Há uma guerra histórica, de divisão de classes, que aprofunda-se a medida em que o capitalismo
e suas metamorfoses ocorrem de tempos em tempos; Liberalismo, neoliberalismo, fordismo, toyotismo, rentismo...analógico ou digital.
Mas aqui especificamente temos visto nesta última semana a paralisação dos trabalhadores do metrô, CPTM(trens) e Sabesp em São Paulo.
O tiroteio é covarde e unilateral contra qualquer paralisação de serviços ou greve. É o único momento em que a população trabalhadora é "ouvida" em reportagens manjadas, com o objetivo exclusivo
de atiçar a raiva entre os pares de classe; afinal, povo e classe trabalhadora são uma simbiose.
Autoridades e jornalistas esquecem nessa hora das divergências "progressista versus conservador" e embarcam juntos nessa locomotiva que procura passar por cima da mobilização e resistência da Classe Trabalhadora, puxando seus vagões da manipulação da informação.
Autoridades e jornalistas não andam de metrô, trens ou ônibus. Talvez, com raras exceções...e portanto, o que sabem sobre a REALIDADE desse povo??

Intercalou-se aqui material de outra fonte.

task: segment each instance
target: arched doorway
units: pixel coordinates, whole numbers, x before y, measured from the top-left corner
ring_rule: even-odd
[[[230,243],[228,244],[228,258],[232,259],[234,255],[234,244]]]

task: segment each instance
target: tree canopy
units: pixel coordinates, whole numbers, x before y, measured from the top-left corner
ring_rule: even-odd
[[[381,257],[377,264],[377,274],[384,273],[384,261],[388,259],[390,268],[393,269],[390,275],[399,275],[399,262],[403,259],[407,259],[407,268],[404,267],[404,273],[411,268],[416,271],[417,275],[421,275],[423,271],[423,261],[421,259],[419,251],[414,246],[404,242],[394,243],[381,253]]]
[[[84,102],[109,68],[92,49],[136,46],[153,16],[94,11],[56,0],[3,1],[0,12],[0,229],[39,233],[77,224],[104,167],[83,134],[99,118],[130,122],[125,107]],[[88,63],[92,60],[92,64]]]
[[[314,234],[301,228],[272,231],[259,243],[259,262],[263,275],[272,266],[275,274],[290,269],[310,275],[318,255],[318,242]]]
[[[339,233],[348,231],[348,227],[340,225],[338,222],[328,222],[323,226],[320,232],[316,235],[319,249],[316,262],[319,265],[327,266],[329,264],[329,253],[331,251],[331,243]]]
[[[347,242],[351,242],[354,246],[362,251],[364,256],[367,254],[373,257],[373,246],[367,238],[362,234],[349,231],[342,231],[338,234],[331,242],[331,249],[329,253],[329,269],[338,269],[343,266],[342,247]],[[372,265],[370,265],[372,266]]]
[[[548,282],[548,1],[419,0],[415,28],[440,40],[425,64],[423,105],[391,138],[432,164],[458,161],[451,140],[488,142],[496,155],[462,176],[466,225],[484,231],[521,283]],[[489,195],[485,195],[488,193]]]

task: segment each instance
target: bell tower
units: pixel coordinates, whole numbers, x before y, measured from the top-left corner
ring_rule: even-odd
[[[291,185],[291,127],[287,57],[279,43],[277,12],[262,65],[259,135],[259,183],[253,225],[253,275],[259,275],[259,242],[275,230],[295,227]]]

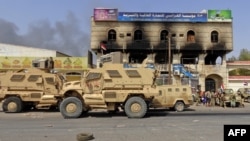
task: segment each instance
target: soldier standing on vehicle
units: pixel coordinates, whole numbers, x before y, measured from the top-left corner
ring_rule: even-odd
[[[244,105],[244,96],[243,96],[243,94],[241,93],[241,91],[237,91],[237,94],[241,97],[240,106],[241,106],[241,107],[245,107],[245,105]]]
[[[221,94],[220,94],[220,106],[221,107],[224,107],[225,108],[225,103],[224,103],[224,96],[225,96],[225,92],[222,92]]]
[[[206,106],[210,106],[211,105],[211,92],[206,91],[205,97],[206,97]]]
[[[216,101],[216,93],[214,90],[211,91],[211,106],[215,106],[215,101]]]

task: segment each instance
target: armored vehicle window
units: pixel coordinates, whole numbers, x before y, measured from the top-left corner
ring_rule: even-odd
[[[18,81],[18,80],[23,80],[25,77],[25,75],[21,75],[21,74],[18,74],[18,75],[13,75],[10,80],[12,81]]]
[[[168,92],[172,92],[172,88],[168,88]]]
[[[183,92],[186,92],[186,91],[187,91],[187,88],[183,88],[182,91],[183,91]]]
[[[88,76],[86,77],[86,80],[93,80],[93,79],[99,79],[101,78],[101,73],[89,73]]]
[[[28,81],[37,81],[39,77],[40,77],[40,75],[31,75],[28,78]]]
[[[46,80],[46,82],[48,84],[54,84],[54,78],[53,77],[46,77],[45,80]]]
[[[141,77],[137,70],[126,70],[129,77]]]
[[[109,77],[122,77],[117,70],[107,70]]]
[[[180,91],[180,89],[179,89],[179,88],[175,88],[175,91],[176,91],[176,92],[179,92],[179,91]]]

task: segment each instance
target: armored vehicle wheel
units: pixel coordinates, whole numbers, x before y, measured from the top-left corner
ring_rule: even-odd
[[[177,111],[177,112],[184,111],[184,108],[185,108],[185,105],[181,101],[176,102],[175,105],[174,105],[174,110]]]
[[[247,98],[247,102],[250,103],[250,96]]]
[[[131,97],[125,103],[125,113],[129,118],[142,118],[147,113],[147,103],[140,97]]]
[[[64,118],[78,118],[82,111],[82,102],[76,97],[68,97],[60,104],[60,112]]]
[[[91,133],[79,133],[76,135],[77,141],[88,141],[94,139],[93,134]]]
[[[4,100],[2,108],[6,113],[19,113],[23,110],[23,103],[18,97],[8,97]]]

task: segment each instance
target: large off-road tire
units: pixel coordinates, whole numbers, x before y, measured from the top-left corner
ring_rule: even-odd
[[[77,141],[88,141],[94,139],[93,134],[91,133],[79,133],[76,135]]]
[[[19,113],[23,110],[23,102],[19,97],[8,97],[4,100],[2,109],[6,113]]]
[[[247,98],[247,102],[250,103],[250,96]]]
[[[181,101],[178,101],[174,105],[174,110],[177,112],[182,112],[185,109],[185,104]]]
[[[142,118],[147,113],[147,103],[141,97],[129,98],[124,107],[125,113],[129,118]]]
[[[60,112],[64,118],[79,118],[82,111],[82,102],[76,97],[68,97],[60,104]]]

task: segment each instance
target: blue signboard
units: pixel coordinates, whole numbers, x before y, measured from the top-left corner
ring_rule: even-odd
[[[207,22],[207,13],[118,12],[118,21]]]

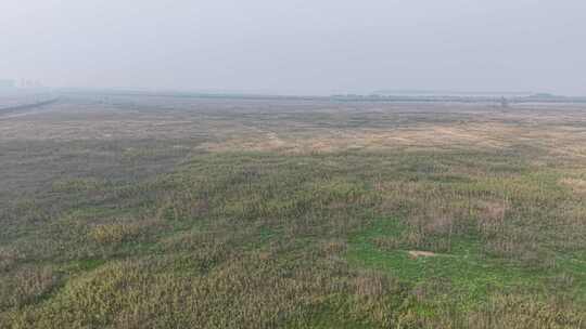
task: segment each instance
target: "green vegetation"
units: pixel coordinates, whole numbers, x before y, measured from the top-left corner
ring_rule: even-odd
[[[138,119],[177,121],[151,102]],[[584,155],[532,135],[566,121],[318,105],[180,108],[199,130],[173,139],[1,142],[0,327],[586,327]],[[418,140],[513,119],[523,134]],[[396,122],[407,142],[377,134]]]

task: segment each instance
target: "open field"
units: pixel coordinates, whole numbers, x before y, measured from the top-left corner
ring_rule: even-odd
[[[586,328],[586,107],[0,113],[0,328]]]

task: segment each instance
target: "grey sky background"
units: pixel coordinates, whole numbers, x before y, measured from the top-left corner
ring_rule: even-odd
[[[290,94],[586,95],[586,1],[1,0],[0,78]]]

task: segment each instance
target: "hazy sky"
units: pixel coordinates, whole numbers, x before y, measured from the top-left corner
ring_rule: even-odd
[[[0,79],[586,95],[585,0],[0,0]]]

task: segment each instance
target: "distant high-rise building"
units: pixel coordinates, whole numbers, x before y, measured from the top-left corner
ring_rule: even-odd
[[[12,89],[16,87],[16,82],[10,79],[0,79],[0,89]]]

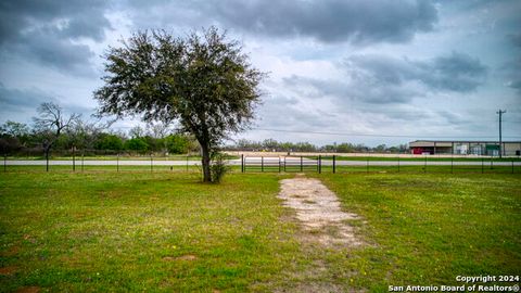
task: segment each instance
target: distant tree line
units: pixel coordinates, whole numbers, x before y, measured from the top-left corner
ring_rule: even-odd
[[[109,124],[90,123],[80,115],[64,116],[60,106],[43,103],[33,125],[8,120],[0,126],[0,150],[8,155],[53,154],[188,154],[199,153],[189,135],[162,124],[137,126],[128,133],[111,130]]]
[[[269,152],[327,152],[327,153],[405,153],[407,144],[396,146],[387,146],[380,144],[374,148],[358,143],[334,143],[326,145],[315,145],[309,142],[280,142],[274,139],[264,141],[252,141],[240,139],[234,144],[227,145],[226,150],[230,151],[269,151]]]
[[[53,154],[200,154],[193,136],[178,133],[163,123],[136,126],[128,132],[110,129],[110,124],[92,123],[78,114],[66,116],[53,103],[42,103],[33,125],[8,120],[0,126],[0,151],[7,155],[49,156]],[[327,153],[405,153],[407,144],[374,148],[348,142],[315,145],[309,142],[280,142],[274,139],[240,139],[223,148],[226,151],[327,152]]]

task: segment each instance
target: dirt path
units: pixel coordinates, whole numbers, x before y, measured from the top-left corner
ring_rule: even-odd
[[[302,224],[305,240],[326,246],[358,246],[363,242],[354,234],[347,221],[359,219],[356,214],[345,213],[332,191],[318,179],[292,178],[281,180],[279,199],[283,205],[294,208]]]

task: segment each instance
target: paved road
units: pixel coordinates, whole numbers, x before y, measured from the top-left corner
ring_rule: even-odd
[[[280,161],[282,164],[284,163],[283,160]],[[165,160],[153,160],[152,162],[150,160],[132,160],[132,161],[127,161],[127,160],[120,160],[120,161],[91,161],[91,160],[86,160],[84,161],[85,166],[150,166],[150,164],[153,164],[154,166],[186,166],[187,164],[190,166],[193,165],[201,165],[201,161],[165,161]],[[239,166],[241,165],[241,160],[229,160],[228,163],[230,165]],[[278,164],[279,161],[277,160],[269,160],[265,158],[264,164],[269,165],[269,164]],[[288,164],[290,164],[290,160],[287,161]],[[316,161],[312,160],[303,160],[304,165],[312,165],[316,164]],[[8,166],[42,166],[46,165],[45,160],[8,160],[5,162]],[[49,161],[49,165],[53,166],[69,166],[73,164],[72,160],[52,160]],[[80,165],[81,160],[76,160],[76,165]],[[249,165],[253,164],[253,162],[249,162]],[[260,160],[258,162],[256,161],[255,164],[260,164]],[[291,164],[297,165],[300,164],[300,160],[291,160]],[[368,162],[367,161],[336,161],[336,166],[367,166]],[[475,162],[475,161],[470,161],[470,162],[450,162],[450,161],[428,161],[427,165],[428,166],[450,166],[454,164],[454,166],[481,166],[483,163],[482,162]],[[485,161],[484,165],[490,166],[493,164],[494,166],[511,166],[512,162],[493,162],[491,161]],[[322,166],[332,166],[333,162],[332,161],[322,161]],[[397,166],[398,161],[369,161],[369,166]],[[399,161],[401,166],[423,166],[425,165],[424,161]],[[513,162],[513,165],[516,167],[521,166],[521,162]]]

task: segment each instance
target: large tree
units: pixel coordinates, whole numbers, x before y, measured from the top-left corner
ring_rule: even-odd
[[[105,58],[105,85],[94,92],[100,114],[177,122],[201,144],[203,181],[212,181],[212,153],[247,126],[259,101],[263,74],[240,44],[215,27],[183,38],[139,31]]]

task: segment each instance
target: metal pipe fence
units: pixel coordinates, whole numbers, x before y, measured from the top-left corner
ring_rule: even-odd
[[[521,160],[519,158],[494,158],[481,157],[475,160],[455,160],[454,157],[440,160],[428,156],[419,160],[392,158],[359,158],[333,156],[244,156],[228,160],[233,170],[241,173],[511,173],[521,174]],[[200,168],[201,161],[185,157],[171,160],[161,156],[140,156],[138,158],[123,158],[119,154],[113,157],[97,160],[92,157],[73,156],[69,160],[20,160],[16,157],[3,156],[3,171],[26,169],[26,170],[68,170],[78,171],[103,170],[185,170],[191,171]],[[199,165],[199,167],[198,167]]]

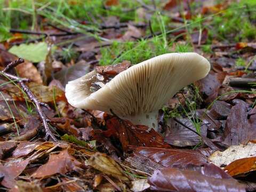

Afinal, cadê o "outro lado" dessa história? Essa é a "democracia" que tanto vociferam em defender? Conversa pra boi dormir...
O papel que a mídia comercial/burguesa/corporativa/bem paga(não se sabe se é a mais comprada ou a mais vendida) cumpre é de representar a voz do espectro social e econômico, político e ideológico da qual ela também faz parte: o da classe dominante!
Fica como registro a famosa frase de Malcom X: “Se você não cuidar, os jornais farão você odiar as pessoas que estão sendo oprimidas, e amar as pessoas que estão oprimindo.”
Em suma, quando ligamos a TV damos licença para que o inimigo se instale em nossos lares. Nos empurrando sua ideologia, vendendo o peixe podre da alienação nossa de cada dia. Os monopólios, como dizia Leonel Brizola, precisam ser questionados e combatidos. E isso serve tanto para as big techs também que com suas bolhas digitais alimentam gados políticos em pseudo debates rebaixados, despolitizados e identitarizados. As facções corporativas midiáticas são o resumo da representação sistemática de classe que tanto desinforma a população, e por vida da indústria cultural, consolida seu poder de dominação de mentes e corações.